L’ouvrage est bilingue (français-anglais), et même trilingue, en ce qui concerne la postface (version corse en plus).
En janvier 1898, Matisse épouse une belle toulousaine, Amélie Parayre, et part en voyage de noces à Londres, où il est fasciné par les tableaux de Turner. Ensuite, probablement influencé par un ami corse et par sa jeune épouse, il décide de voyager vers le sud.
Les premières impressions qu’il exprime sont celles de l’émerveillement devant le vert des arbres fruitiers, le bleu de la mer, le blanc des sommets montagneux, et l’éclat du soleil du midi, à tel point qu’il prévoit de s’installer à Ajaccio pendant deux ans.
En fait, il y restera un peu moins de six mois, de février au mois de juillet 1898. Un séjour court, mais particulièrement fertile.
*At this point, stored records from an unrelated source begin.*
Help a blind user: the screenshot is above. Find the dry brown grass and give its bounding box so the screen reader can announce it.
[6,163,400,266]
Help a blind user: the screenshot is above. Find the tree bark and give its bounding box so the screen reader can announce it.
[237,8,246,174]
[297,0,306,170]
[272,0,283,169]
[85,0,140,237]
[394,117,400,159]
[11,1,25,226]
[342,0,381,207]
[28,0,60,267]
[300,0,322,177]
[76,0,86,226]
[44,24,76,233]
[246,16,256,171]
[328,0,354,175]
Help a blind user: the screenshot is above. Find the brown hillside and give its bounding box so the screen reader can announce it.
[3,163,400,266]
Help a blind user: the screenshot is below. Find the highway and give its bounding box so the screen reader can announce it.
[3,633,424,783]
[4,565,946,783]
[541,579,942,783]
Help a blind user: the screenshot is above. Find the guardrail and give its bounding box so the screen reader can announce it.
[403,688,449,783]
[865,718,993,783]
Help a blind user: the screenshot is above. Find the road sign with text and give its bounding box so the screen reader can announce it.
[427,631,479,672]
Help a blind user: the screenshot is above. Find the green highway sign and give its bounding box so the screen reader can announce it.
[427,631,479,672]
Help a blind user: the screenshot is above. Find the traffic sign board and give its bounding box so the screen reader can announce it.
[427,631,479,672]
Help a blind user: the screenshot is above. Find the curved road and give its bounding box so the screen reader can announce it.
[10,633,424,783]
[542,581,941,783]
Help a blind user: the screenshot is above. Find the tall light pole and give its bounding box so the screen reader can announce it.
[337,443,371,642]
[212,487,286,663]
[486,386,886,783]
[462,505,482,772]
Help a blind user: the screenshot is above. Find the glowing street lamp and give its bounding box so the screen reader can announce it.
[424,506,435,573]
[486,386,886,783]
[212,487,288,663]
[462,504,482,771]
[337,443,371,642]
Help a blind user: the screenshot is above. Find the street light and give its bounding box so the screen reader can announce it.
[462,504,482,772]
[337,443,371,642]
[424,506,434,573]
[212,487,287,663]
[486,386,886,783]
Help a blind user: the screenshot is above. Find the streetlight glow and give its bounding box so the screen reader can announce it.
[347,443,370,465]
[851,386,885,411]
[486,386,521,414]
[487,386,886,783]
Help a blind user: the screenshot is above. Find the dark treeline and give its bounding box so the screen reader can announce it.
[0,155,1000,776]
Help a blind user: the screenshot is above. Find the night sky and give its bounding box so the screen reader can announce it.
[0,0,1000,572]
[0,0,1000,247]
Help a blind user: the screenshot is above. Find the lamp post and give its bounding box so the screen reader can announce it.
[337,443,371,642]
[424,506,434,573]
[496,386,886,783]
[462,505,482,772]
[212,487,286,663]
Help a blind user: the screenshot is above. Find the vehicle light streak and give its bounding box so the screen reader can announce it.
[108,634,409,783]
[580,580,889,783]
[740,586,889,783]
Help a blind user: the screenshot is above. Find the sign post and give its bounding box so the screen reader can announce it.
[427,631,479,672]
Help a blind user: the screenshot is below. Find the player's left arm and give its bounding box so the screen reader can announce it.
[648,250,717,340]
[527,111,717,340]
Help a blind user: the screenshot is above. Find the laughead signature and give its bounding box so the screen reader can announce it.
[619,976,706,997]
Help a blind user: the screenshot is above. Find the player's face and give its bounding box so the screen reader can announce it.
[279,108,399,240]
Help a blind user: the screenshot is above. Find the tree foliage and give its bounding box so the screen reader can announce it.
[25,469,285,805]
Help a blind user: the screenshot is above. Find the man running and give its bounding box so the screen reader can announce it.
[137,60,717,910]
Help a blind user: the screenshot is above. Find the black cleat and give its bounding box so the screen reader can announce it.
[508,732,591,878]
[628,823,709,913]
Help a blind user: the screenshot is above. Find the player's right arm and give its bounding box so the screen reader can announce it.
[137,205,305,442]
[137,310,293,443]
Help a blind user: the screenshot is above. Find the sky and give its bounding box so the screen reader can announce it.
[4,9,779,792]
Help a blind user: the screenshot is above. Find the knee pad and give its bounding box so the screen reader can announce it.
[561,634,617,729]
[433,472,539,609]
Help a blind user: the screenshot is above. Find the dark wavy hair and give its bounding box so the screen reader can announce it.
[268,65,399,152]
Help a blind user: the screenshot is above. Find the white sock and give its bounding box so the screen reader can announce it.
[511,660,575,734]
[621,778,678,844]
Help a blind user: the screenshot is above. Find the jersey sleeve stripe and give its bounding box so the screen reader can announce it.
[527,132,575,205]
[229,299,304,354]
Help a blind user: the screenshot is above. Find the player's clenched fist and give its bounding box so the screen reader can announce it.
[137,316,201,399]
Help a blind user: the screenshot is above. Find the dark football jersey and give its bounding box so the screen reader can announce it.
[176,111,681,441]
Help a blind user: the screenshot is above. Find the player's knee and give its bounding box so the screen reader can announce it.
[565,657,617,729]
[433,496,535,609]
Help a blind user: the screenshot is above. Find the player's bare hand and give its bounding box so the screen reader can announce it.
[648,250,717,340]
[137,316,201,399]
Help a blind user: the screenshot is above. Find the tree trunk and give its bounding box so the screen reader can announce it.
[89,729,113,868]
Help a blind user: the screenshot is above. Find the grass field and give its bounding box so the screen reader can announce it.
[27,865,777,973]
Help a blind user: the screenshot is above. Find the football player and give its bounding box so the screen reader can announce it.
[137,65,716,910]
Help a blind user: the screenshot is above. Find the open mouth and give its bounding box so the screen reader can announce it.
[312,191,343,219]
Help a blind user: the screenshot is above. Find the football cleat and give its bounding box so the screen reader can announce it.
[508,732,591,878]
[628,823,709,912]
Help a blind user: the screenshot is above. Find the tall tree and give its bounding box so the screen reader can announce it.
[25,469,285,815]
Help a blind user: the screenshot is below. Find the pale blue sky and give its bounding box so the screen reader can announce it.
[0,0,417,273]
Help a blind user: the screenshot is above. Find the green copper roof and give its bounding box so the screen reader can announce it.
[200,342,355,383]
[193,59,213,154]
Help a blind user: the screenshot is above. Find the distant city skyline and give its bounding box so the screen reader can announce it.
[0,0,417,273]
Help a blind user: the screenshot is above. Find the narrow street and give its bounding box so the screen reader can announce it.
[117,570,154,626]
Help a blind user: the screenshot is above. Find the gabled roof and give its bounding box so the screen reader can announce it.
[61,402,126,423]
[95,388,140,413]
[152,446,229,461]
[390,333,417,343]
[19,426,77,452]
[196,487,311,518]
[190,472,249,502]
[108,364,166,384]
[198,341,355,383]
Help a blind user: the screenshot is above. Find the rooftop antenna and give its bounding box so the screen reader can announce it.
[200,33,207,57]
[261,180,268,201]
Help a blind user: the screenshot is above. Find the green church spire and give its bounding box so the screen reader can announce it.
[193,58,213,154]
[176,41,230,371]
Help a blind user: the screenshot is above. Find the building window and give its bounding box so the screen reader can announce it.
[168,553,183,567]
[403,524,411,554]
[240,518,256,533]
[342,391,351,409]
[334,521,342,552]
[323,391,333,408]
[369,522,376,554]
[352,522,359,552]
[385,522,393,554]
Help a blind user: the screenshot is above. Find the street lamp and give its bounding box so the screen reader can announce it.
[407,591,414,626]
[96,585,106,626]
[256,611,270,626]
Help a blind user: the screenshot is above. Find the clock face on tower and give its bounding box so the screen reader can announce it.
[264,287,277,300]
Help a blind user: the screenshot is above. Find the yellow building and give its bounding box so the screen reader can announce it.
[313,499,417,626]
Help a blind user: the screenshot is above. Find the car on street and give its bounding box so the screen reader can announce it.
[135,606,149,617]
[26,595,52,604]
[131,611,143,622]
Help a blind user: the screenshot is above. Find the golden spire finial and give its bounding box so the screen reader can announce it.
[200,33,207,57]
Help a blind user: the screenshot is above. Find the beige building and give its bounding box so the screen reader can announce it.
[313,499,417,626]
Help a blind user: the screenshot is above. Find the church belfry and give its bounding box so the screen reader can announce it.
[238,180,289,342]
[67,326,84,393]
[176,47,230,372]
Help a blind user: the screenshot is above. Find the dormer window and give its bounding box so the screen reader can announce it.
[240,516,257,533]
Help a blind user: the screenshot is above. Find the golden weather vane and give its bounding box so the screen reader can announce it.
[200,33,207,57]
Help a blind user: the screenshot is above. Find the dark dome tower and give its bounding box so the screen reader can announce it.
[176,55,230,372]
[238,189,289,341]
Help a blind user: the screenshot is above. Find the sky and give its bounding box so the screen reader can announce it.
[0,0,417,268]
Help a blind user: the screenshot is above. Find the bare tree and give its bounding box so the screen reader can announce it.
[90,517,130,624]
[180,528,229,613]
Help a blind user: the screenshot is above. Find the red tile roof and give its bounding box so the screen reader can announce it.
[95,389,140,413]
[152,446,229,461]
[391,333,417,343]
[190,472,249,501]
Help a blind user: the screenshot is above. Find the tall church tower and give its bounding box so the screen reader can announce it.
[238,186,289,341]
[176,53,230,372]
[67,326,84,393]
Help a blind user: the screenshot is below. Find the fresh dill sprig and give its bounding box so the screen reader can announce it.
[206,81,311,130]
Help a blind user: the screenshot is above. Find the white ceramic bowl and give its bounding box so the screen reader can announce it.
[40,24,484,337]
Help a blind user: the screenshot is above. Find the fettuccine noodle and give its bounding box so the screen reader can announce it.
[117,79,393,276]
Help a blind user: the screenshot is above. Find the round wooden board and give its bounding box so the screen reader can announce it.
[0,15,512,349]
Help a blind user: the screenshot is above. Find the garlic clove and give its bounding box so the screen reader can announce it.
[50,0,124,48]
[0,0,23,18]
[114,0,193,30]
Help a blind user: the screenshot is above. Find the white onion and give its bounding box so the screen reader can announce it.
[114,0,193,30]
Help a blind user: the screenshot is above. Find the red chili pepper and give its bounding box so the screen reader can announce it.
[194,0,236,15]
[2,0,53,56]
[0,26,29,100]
En Corse, Matisse découvre l’éclatante beauté de la nature, mais aussi la liberté artistique, loin de tout encadrement contraignant, loin de toute entrave.
« Personne n’a encore vu la Corse comme il l’a exprimée », écrit Jacques Poncin, à la suite de deux autres spécialistes du peintre.
De l’aveu même de Matisse, c’est en Corse qu’il subit « ce premier choc qui va déterminer le fauvisme ». C’est à Ajaccio que « l’incendie qui marque le passage de la lumière à la couleur se déclare », écrit l’historien d’art Pierre Schneider. La couleur conçue comme une force, et non plus comme c’était le cas dans la mode impressionniste, une imitation de la nature. « L’impressionnisme, dont on sent la présence dans certaines toiles [de Matisse] se transforme avec intensité et liberté, et c’est déjà le fauvisme » (Sarah Whitfield).
Dans ce beau livre, Jacques Poncin a rassemblé des tableaux – dont beaucoup étaient inconnus- déposés dans des fonds de France (Paris, Bordeaux, Nice, Saint Tropez), mais aussi d’Allemagne, de Russie et des Etats-Unis d’Amérique, et dans des collections privées.
L’auteur a reconstitué avec patience un séjour initiatique, une étape capitale dans la carrière individuelle d’un « géant de l’art du 20e siècle, qui a maîtrisé la couleur avec transcendance », et il prouve par conséquent que ce premier semestre de 1898 est aussi, désormais, à retenir comme étant une période marquante dans l’histoire artistique du modernisme européen.